Question

In: Accounting

on January 1, 2014 baseline Corp. issued $20,000,000 of 12 %, Twenty-year bonds at 102. the...

on January 1, 2014 baseline Corp. issued $20,000,000 of 12 %, Twenty-year bonds at 102. the bonds are callable at 105. Interest on the bond is payable annualy. Baseline uses the Stright-line method to amortize bond premium or discount. On january1, 2018, Baseline Called 5,000,000 of the issue and retired the bond.

Required

a) prepare the journal entry to record the issuance of the bonds on January 1, 2014

b) prepare the journal entry to record the retirement of the bonds on january 1, 2018.

Solutions

Expert Solution

a) Prepare the journal entry to record the issuance of the bonds on january 1, 2014?

Answer: The bonds face value of $100 each issued at a premium of $2. The journal entry for the same will be as follows:

Date Account Title Debit Credit
January 1, 2014 Cash A/C $20,400,000
Premium on Issue of Bonds A/C $400,000
12% Bonds

$20,000,000

b)Prepare the journal entry to record the retirement of bonds on January 1, 2018?

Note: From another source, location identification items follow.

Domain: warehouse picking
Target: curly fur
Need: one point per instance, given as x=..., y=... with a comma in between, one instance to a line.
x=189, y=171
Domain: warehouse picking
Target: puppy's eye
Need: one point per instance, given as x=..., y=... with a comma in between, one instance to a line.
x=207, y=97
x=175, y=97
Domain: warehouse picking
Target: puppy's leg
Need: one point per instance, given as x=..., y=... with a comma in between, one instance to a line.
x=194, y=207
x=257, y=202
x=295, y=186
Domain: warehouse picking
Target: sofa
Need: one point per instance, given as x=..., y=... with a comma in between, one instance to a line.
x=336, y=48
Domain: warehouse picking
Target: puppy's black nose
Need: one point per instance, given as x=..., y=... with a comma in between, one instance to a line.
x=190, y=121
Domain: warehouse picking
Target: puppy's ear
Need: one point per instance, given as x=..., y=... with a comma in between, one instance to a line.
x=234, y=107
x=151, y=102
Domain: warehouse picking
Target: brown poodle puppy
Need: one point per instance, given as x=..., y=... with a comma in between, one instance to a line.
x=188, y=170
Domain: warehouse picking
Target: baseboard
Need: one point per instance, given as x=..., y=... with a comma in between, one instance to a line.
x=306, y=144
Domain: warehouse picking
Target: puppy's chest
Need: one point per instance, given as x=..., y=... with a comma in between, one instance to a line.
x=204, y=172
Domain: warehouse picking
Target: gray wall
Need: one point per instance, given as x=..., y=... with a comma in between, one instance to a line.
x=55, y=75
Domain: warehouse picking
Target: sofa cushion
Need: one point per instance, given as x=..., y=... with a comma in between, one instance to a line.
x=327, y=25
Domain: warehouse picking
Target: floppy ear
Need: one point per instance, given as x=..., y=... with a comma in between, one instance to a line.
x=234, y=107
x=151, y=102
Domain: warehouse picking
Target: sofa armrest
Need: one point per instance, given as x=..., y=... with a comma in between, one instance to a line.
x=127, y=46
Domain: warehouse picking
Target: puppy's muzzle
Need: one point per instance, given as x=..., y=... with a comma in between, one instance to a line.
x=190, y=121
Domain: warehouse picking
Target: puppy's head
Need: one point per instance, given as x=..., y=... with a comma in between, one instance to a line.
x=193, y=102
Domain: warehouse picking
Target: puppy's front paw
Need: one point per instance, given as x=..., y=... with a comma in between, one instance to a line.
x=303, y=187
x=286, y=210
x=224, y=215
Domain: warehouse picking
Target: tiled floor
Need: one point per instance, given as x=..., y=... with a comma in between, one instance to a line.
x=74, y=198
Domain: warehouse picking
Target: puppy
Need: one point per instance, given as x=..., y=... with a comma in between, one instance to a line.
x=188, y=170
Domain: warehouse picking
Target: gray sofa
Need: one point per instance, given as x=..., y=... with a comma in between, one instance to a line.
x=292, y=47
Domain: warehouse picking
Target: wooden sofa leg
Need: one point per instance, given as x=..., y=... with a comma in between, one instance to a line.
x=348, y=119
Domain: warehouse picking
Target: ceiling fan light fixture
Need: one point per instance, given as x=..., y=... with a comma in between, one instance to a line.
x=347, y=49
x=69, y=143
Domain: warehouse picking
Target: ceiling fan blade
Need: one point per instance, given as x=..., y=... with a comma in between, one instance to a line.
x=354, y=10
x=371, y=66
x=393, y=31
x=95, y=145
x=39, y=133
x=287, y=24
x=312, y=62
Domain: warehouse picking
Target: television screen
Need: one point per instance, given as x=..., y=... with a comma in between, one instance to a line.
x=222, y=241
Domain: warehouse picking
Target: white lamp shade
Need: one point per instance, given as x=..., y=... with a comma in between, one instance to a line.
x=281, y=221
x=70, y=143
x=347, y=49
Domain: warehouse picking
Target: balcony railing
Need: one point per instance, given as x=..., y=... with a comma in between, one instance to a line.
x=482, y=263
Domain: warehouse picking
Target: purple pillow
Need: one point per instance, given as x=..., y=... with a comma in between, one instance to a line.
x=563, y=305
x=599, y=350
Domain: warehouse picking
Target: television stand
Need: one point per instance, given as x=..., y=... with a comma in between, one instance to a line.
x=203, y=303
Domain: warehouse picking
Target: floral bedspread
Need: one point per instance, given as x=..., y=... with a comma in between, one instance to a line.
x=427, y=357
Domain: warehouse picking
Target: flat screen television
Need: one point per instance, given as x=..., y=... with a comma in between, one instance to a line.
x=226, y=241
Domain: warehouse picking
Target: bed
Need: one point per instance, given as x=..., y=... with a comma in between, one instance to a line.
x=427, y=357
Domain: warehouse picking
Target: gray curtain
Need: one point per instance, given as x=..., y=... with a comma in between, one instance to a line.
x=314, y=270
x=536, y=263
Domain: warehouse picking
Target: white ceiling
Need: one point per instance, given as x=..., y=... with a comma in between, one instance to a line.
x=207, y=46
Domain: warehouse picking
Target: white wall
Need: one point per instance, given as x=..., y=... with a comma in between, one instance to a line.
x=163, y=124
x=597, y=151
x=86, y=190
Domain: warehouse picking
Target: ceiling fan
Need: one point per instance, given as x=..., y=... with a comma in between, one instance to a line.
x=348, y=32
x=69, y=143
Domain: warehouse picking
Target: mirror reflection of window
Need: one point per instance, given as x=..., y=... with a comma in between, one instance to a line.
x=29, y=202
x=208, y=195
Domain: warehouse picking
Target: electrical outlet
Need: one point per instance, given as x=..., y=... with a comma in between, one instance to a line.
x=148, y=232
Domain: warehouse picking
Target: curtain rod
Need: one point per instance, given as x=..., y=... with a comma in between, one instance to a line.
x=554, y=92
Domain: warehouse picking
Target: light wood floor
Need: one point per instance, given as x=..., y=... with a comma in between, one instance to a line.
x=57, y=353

Answer: Until now 4 years have been completed the premium on issue of bonds for these $5,000,000 is $100,000 ($5,000,000 X 102%). And this premium has been amortized for years at $5,000 ($100,000 / 20 ) and a total of $20,000 and the remaining balance is $80,000.

And these bonds they have mentioned as callable at $105 at the time of issue, which will also be decreased proportionately for four year and will come down to $104 ($100 + ($5-($5/20 X 4))).

So, the journal entry for retirement will be as follows:

Date Account Title Debit Credit
January 1, 2018 12% Bonds A/C $5,000,000
Loss on Retirement of Bonds A/C $120,000
Premium on Issue of Bonds A/C $80,000
Cash A/C $5,200,000
Being bonds retired at callable value.